We've recently discussed how bit masks can confuse people. Argle's in a position to inherit some of that confused code.

In this case, Argle's company inherited some NodeJS code from a customer who was very upset with the previous development team they had hired. It was a mix of NodeJS with some custom hardware involved.

Like many of us, the first thing Argle's team did was just pull up the code and skim the documentation. It seemed thorough and complete. But it wasn't until they started looking at the implementation that they started to see the true horrors.

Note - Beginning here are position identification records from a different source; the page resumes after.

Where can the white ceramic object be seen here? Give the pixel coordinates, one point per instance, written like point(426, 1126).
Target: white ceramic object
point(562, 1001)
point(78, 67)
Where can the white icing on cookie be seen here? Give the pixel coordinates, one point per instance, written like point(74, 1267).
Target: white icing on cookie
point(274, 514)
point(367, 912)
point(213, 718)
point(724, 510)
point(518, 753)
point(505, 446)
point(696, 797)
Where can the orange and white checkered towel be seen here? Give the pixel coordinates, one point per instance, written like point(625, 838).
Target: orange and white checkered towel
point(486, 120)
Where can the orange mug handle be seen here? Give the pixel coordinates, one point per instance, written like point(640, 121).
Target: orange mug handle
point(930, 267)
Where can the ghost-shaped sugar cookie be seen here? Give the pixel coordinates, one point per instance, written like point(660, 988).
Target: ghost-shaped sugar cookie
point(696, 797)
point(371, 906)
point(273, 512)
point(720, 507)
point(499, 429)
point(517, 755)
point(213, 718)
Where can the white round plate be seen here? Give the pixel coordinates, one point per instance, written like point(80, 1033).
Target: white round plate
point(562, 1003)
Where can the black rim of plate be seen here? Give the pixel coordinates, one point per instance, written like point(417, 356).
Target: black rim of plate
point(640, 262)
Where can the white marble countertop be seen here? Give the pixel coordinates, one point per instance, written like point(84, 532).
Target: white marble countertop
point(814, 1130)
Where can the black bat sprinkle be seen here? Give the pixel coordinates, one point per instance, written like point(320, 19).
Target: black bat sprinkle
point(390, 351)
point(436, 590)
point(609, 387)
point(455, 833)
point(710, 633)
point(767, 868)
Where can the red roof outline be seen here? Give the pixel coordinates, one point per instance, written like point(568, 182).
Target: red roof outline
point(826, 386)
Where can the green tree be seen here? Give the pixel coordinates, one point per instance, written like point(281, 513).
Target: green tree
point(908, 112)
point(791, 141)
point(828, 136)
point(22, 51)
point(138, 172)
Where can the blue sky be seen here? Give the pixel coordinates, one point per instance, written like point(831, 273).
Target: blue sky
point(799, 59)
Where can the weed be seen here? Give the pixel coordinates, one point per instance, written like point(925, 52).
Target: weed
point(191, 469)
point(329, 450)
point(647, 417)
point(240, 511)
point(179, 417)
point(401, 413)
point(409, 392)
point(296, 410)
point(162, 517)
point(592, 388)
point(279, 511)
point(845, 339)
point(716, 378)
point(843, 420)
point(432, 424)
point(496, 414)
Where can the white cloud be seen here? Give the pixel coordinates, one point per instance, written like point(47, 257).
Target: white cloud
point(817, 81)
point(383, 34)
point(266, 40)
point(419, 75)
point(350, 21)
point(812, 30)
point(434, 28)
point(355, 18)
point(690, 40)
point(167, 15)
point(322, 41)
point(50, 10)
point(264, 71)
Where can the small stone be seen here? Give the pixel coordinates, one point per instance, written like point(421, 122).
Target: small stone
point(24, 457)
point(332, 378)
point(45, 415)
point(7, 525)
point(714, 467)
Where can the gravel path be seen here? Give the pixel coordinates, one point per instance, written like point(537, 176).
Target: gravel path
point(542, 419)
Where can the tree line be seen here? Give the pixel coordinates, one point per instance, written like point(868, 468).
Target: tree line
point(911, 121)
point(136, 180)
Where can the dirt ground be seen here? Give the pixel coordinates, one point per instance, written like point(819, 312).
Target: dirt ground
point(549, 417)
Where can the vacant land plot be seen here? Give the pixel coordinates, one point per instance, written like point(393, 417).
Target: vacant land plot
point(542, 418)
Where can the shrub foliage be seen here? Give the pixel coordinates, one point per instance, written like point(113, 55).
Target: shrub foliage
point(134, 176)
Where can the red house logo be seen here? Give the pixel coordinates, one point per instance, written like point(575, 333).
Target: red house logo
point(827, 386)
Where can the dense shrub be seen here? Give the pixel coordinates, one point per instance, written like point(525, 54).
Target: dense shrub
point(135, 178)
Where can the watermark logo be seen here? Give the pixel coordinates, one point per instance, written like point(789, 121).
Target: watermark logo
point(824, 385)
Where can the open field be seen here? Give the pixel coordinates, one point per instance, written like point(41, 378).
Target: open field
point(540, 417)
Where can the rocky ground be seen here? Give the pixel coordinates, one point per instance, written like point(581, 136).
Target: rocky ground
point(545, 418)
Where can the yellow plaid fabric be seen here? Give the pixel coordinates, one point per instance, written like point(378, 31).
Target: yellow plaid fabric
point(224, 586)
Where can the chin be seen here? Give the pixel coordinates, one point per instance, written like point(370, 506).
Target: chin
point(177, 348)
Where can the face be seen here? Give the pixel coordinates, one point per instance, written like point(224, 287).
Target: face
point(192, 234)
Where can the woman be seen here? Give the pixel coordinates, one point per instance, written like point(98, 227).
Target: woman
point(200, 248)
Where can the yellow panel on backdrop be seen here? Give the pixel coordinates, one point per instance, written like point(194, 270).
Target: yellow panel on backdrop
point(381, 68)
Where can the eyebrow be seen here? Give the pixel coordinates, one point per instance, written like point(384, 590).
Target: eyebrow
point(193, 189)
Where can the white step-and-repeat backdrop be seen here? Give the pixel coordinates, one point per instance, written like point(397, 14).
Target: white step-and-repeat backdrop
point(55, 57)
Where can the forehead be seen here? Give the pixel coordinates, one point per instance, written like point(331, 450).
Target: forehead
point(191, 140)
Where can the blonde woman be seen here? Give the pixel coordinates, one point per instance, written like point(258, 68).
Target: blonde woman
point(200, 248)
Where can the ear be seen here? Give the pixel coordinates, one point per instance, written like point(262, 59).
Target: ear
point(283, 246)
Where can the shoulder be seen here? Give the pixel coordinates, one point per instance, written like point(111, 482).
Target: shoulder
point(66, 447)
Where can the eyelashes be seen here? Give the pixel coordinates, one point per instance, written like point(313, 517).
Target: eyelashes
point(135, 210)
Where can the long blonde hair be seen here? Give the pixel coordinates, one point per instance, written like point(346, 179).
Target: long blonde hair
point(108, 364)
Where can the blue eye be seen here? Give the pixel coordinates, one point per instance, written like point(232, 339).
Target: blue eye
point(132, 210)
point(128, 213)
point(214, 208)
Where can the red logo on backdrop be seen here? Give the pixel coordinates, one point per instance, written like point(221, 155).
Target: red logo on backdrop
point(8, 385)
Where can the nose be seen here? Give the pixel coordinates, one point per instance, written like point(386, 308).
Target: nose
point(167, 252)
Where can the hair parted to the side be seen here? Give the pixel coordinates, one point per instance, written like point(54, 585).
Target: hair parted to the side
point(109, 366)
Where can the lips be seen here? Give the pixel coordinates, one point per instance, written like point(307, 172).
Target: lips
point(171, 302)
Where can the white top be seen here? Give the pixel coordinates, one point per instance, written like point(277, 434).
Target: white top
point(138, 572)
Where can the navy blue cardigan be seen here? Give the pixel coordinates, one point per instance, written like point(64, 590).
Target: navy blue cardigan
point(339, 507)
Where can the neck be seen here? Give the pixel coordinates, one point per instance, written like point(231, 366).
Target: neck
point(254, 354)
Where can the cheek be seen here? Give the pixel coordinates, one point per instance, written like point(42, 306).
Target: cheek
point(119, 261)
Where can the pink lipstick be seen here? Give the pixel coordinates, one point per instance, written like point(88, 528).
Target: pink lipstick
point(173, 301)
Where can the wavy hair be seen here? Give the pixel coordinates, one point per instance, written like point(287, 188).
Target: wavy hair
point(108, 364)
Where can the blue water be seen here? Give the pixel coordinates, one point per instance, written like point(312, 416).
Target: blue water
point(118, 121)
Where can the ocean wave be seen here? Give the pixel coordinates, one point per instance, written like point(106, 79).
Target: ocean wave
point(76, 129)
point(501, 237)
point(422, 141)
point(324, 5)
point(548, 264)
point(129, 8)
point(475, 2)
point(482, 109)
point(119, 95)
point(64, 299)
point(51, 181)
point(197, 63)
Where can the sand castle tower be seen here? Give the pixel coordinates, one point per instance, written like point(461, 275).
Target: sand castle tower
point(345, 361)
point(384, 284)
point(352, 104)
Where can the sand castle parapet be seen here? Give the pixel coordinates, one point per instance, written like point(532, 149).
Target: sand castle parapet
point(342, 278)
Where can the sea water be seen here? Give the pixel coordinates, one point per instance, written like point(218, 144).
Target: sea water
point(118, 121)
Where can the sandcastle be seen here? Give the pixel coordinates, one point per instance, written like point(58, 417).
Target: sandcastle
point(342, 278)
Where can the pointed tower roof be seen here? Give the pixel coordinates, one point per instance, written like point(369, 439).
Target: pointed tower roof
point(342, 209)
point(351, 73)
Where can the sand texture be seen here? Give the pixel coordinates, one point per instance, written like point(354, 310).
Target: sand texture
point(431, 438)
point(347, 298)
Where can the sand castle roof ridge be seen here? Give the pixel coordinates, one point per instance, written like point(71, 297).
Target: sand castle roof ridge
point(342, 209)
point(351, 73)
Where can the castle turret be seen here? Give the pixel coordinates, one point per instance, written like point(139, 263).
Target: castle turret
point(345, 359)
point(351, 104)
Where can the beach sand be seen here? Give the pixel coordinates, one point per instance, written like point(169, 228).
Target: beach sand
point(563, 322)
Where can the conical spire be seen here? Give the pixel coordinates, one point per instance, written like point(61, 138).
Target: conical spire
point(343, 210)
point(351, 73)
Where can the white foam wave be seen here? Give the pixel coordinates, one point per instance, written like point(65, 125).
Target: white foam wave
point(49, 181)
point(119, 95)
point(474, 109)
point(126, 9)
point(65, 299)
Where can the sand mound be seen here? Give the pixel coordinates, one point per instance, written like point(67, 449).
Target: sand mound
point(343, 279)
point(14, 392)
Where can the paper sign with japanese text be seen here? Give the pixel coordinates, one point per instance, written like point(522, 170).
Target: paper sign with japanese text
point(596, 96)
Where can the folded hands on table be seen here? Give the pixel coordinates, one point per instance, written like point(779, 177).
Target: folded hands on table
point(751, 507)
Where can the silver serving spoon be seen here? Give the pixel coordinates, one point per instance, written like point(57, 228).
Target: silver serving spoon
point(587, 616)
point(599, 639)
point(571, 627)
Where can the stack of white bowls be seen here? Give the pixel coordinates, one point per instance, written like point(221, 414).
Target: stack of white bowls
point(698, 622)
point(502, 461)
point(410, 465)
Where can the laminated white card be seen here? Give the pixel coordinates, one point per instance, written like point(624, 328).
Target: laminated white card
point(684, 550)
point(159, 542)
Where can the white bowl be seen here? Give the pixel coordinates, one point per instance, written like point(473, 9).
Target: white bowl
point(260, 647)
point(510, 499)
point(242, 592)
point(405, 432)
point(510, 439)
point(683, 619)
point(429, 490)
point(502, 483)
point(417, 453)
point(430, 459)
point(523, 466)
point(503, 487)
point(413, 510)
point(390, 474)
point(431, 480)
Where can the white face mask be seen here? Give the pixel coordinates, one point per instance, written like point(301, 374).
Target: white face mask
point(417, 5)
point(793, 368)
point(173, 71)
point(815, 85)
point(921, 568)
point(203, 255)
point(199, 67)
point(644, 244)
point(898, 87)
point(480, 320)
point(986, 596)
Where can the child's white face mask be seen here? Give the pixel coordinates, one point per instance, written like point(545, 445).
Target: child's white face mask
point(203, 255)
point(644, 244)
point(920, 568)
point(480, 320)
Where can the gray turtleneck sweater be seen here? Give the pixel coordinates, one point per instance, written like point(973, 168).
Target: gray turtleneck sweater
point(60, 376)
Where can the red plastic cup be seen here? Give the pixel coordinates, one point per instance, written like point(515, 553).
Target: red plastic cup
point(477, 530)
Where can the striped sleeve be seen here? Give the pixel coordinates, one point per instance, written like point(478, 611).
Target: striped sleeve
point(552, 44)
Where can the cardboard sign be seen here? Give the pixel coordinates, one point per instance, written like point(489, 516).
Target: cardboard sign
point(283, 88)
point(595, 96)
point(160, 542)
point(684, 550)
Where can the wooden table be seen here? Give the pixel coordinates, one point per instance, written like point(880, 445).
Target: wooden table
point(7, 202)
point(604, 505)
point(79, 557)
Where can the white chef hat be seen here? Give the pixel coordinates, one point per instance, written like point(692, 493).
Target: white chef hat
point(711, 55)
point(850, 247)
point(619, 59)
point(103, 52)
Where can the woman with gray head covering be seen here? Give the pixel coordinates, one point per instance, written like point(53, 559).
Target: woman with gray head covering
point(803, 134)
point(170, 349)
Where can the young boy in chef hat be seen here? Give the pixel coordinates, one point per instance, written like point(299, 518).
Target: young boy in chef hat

Someone had reimplemented all of the bitwise functions as methods. And the core pattern revolved around the bitTest function:

function bitTest( value, bit ) {
    let temp = value.toString(2);
    temp = temp.split('').reverse().join('');
    let i;
    for( i=temp.length; i<32; i++ )
        temp += '0';
    if ( temp[bit] == '1' )
        return true;
    else
        return false;
}

This turns an integer into a string of its binary representation, splits it into an array to reverse the array to rejoin it into an array (gotta think about endianness!), and then pads the string out to 32 characters long, all so that it can finally ask if temp[bit] == '1' is true.

But think about the readability benefits! Instead of writing the cryptic if (variable & (1 << bit)), which is nigh unreadable, you can now say if (bitTest(variable, bit)) which doesn't actually convey any more information and in fact conceals a gigantic pile of string manipulation for a very, very simple check.

I expect this code to be uploaded to NPM and turned into a microframework that ends up powering 75% of web applications by the end of the week, as a dependency-of-a-dependency-of-a-dependency.